Not a question a lot of people ask, but it’s an important one. As an investor, if you buy a bond from your advisor or discount broker you see the price you are offered, but how far off is that from the price the brokerage paid to get it for you?
Bond desks can either be run as profit centres or not. When I was at ScotiaMcLeod and I wanted to buy a bond for a client, I would call up the bond desk downtown and get the price for what was in inventory and it was nice to know that our bond desk was NOT run as a profit centre. Ultimately it means the client gets a better price and therefore a better return on their money.
Some bond desks, however, are run as profit centres which means that the bond traders have to take their cut and management expects them to generate revenue for the firm as well as providing inventory to the salesforce (the advisors buying and selling bonds for clients). This revenue ultimately comes out of the end investor’s pocket.

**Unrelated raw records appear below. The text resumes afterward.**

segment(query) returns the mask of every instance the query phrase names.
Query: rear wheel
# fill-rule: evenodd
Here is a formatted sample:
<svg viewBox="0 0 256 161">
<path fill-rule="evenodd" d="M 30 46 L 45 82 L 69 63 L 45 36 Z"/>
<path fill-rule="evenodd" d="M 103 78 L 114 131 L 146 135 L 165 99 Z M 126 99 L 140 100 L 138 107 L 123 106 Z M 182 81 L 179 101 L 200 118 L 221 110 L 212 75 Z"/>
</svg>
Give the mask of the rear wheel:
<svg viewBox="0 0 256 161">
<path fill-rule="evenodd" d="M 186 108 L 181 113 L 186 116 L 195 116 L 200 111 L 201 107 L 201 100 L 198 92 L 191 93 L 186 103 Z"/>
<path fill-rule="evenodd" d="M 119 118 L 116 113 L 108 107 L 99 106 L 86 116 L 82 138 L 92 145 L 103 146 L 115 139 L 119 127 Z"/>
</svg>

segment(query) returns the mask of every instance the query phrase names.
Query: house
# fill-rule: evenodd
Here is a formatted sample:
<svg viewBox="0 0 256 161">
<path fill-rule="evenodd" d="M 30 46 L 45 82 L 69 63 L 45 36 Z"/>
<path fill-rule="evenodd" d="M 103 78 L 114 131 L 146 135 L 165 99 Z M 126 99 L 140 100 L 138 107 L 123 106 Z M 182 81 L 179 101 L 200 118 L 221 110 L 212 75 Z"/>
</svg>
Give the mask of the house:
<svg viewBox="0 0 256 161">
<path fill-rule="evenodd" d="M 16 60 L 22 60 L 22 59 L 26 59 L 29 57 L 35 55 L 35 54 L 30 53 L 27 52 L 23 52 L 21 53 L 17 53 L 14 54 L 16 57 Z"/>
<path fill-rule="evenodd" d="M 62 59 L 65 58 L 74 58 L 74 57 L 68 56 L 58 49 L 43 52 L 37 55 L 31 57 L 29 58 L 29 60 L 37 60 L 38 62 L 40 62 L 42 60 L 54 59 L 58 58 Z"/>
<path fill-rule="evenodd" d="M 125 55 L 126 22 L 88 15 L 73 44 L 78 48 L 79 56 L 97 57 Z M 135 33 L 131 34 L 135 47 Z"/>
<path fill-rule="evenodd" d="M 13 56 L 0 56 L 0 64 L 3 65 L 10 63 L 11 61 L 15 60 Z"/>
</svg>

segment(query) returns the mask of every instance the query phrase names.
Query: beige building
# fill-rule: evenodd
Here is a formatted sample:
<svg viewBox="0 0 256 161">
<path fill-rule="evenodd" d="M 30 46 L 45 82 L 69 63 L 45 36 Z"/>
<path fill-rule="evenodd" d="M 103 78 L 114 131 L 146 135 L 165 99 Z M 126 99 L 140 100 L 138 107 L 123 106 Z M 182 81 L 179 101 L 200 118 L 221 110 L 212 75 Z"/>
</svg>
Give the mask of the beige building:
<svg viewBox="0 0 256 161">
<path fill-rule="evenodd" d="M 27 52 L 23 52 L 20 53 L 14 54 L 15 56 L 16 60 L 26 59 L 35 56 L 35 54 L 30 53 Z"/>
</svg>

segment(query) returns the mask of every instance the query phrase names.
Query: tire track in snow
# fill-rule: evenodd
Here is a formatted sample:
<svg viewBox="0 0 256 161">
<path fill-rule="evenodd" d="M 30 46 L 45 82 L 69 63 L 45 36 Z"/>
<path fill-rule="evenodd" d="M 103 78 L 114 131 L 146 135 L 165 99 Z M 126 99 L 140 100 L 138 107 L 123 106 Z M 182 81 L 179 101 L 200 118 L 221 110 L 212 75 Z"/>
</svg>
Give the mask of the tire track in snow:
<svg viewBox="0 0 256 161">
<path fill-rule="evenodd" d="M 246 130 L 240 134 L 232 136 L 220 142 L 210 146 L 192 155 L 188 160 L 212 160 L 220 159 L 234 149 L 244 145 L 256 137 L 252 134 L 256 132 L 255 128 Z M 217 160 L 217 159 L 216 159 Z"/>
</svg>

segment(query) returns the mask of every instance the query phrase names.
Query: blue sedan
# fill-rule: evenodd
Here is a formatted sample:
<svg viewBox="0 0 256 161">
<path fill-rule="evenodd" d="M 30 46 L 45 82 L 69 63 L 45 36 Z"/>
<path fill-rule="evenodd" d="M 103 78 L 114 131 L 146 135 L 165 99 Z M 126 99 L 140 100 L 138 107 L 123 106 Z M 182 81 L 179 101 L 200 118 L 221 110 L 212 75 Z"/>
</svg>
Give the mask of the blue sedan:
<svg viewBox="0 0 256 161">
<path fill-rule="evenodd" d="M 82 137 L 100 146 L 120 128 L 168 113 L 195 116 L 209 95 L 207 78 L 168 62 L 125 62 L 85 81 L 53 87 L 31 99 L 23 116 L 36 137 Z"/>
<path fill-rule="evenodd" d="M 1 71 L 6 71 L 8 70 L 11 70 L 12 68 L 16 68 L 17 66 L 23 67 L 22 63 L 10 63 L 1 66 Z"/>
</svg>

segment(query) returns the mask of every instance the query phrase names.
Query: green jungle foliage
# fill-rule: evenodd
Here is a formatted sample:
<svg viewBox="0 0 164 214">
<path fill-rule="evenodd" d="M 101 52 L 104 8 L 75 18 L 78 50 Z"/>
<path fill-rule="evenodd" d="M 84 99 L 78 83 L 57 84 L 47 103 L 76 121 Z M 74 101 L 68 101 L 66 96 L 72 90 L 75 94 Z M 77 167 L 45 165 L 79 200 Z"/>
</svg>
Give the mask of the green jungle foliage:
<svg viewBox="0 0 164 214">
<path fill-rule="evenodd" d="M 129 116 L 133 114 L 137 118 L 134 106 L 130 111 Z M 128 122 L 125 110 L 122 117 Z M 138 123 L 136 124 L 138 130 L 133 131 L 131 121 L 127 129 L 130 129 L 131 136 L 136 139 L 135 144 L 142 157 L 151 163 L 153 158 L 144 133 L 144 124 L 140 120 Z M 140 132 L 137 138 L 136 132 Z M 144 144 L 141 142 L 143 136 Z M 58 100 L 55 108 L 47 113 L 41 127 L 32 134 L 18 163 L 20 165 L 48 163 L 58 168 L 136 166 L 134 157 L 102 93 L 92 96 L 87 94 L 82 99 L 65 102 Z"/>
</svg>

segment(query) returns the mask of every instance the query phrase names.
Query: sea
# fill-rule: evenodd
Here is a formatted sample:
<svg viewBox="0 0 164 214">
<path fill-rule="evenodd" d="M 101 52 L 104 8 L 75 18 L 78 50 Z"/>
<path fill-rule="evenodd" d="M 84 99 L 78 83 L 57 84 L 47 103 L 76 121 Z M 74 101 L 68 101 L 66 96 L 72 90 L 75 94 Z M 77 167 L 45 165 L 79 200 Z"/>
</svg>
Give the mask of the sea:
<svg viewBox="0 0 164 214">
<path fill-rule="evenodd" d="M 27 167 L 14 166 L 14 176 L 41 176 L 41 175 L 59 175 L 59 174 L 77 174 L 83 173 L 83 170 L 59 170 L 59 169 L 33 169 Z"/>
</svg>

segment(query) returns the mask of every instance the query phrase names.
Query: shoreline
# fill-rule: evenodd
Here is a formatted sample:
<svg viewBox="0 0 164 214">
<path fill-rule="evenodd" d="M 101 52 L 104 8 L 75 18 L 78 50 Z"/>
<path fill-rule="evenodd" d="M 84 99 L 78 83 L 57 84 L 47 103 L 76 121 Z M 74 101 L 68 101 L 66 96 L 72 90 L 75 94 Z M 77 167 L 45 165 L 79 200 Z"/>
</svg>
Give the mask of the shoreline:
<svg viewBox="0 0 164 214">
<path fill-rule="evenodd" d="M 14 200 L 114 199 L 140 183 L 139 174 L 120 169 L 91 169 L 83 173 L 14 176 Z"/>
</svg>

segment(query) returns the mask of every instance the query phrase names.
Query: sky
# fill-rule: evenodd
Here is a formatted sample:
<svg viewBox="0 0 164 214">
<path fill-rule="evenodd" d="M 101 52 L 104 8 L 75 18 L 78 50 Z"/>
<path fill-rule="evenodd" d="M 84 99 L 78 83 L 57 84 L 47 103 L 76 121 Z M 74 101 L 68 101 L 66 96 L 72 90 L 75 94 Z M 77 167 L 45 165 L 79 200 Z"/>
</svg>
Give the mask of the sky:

An investor who uses a brokerage whose bond desk is run as a profit centre might get a bond at 95 whereas that identical bond sold through a brokerage whose bond desk is not run as a profit centre would get that bond at a price less than 95. This is independent of the commission paid to the advisor which is a separate consideration.
I’m going to guess that this is not a question that many people think to ask a potential new advisor, but I think it is an important one.
Chris
If I ask this question to an advisor, how likely is he to know the answer?
Preet
They may not know the answer off-hand, but they should be able to get you an answer within a day (their branch manager will know). I would say that if they do know off-hand, they are probably sharper than average, but if they don’t know off-hand it doesn’t necessarily mean they are below average as it is not something that gets discussed often.
dj
Poor Bond traders at TDW become Investment Advisers and good bond traders at RBC become Hedge fund managers.
iGuru
I stumbled onto this post when I was googling something else and couldn’t resist commenting since I’ve read your blog before.
Just because Scotia’s bond desk is run as cost centre, doesn’t mean that the pricing is better than a firm whose retail desk is a profit centre. I have dealt with many retail desks on the street and am well versed in their function.
The odds are that the same amount of spread is taken, regardless of the desk setup. The only thing that changes is who gets the spread. Is it 100% institutional, 100% retail, or a split.
It is also easier for an investment advisor to negotiate better pricing on a profit centre desk and the desk is capable of being more accommodating with bidding back product or correcting errors.
Preet
Thanks iGuru, further to that a bond desk that is run as a profit centre might be more competitive as they may be more aggressive on pricing as they have a vested interest in doing so. If a cost centre just cares about providing inventory they may sacrifice price in order to do so since they do not have a vested interested in the pricing.